Now I hear Drew Barrymore is thinking of suing his ass. I support that. I really do. If he's making false statements about the woman, whom I happen to find charming and delightful, then he needs to pay for it. Had it been me he made wild accusations about I would either A) ignore him (which is the best idea), or B) kick his ass (which would be far more satisfying). If I had the time to sit in the courtroom, I'd hold up a sign that said, "Way to go, Drew! Smoke that motherfucker's ass!"
I would be thrown out.
I don't know why this fuck gets me foaming at the mouth angry. Perhaps it's because he's one of those self-absorbed assholes who spend far too much time in front of me in line trying to figure out who to make the check out to or what wine goes best with fish. Perhaps it's because he kind of resembles a human pig and the way he colors his hair only serves to really draw attention to that sad fact. Perhaps I'm jealous that he calls himself Perez, which makes him sound well-traveled in fake tourist type of way.

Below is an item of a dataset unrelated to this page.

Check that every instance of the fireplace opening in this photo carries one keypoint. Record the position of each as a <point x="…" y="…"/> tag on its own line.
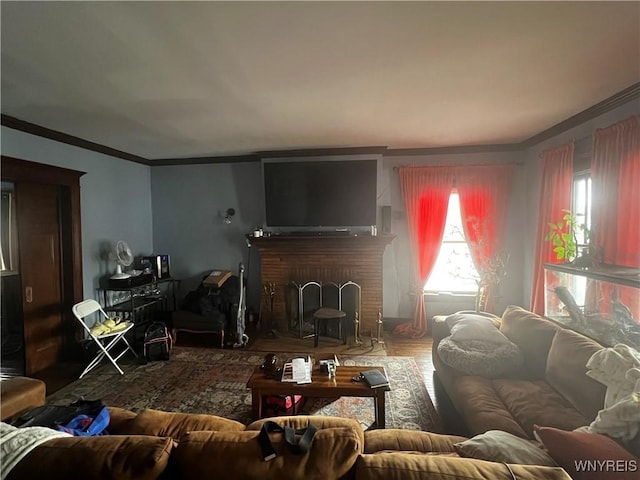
<point x="305" y="298"/>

Perhaps I'm just tired of seeing him pop up on my computer and on television.
In the real world, people like Perez, who spend a lot of time dishing about Hollywood faces that don't really contribute anything to the art of film, would find themselves doing so on their breaks at their Burger King job. Instead, we live in a world where celebrities are made simply because they write about other celebrities who have done nothing really special to earn that title. He represents that. He is the poster child of wasted time.
Then again, maybe he does have a place in Hollywood. If Deliverance is ever remade he could show off what a pretty mouth he has. Yep, I've found the role for him. Squeal, pig!